先月、先々月と番外編をお送りしてきましたが、そろそろ話をシューマンに戻しましょう。

高名なピアノ教師ヴィークに弟子入りすることを決意したシューマンはますます音楽にのめりこみます。1日7時間ピアノを練習しながら作曲も行い、ついに記念すべき初めての作品が出版されます。《アベッグ変奏曲》作品1です。シューマンはこれまでにも曲を書いていましたが、出版に至ったのがこの作品だったのです。作曲家にとって「作品1」とは、自分の作品を世に問う初めての機会ですから満を持して臨んだ意欲作であるはずです。それではシューマンのデビュー作である《アベッグ変奏曲》は一体どのような曲だったのでしょうか。

この曲はパウリーネ・フォン・アベッグという女性に捧げられています。そして彼女の名前の綴り(ABEGG)を音に読んでメロディーを作り、そのメロディーをもとにして変奏曲にしています。

譜例@

相手の名前を音楽にして捧げる…なんてロマンティック、きっとアベッグという人はシューマンの恋人なのでは?と思わず勘ぐりますが、実は このパウリーネ・フォン・アベッグ、シューマンの作り上げた架空の人物だそうです。なーんだ、という感じですが、そんな思わせぶりなところにシューマンの茶目っ気が感じられます。

この曲には作曲技法においても珍しい趣向があります。従来の変奏曲はテーマの旋律をどんどん分割して崩していくことで変奏を行うのですが、この曲ではまるでパッチワークのモチーフのように、ところどころにこのメロディーが原型のままポンと置かれているのです。シューマンがデビュー作で試したテーマのこのような使い方は、彼の後の作品《交響的練習曲》作品13にも用いられますし、交響曲や室内楽作品にも応用されています。

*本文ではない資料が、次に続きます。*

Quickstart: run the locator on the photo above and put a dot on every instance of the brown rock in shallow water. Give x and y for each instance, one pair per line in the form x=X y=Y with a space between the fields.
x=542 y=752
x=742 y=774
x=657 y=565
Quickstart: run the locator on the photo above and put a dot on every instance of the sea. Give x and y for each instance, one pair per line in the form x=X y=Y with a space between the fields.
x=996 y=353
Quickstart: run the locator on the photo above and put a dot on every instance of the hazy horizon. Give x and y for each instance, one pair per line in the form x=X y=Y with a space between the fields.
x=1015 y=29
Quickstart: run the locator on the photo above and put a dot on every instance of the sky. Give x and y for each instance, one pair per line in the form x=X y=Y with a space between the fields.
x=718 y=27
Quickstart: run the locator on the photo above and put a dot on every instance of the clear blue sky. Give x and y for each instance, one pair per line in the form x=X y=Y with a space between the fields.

もう一つの特徴は、フィナーレ近くで現れる「消えていく音」です。

譜例A

和音から一音ずつ指を離していくことでABEGGの音がかすかに聞こえるようになっています。つまり鍵盤を押すのではなくて離すことで、テーマが浮かび上がってくるのです。これはシューマンが愛したドイツの作家、ジャン・パウルの小説か らヒントを得たアイディアのようです。非常に読書家で、将来作家になろうか音楽家になろうか迷っていたシューマンならではの発想と言えます。このように《アベッグ変奏曲》はシューマンの初めての出版作品ながら、おもしろい仕掛けや新しい試みがたくさん盛り込まれています。 シューマンの茶目っ気と若々しい革新性に満ちた、楽しくチャーミングな作品です。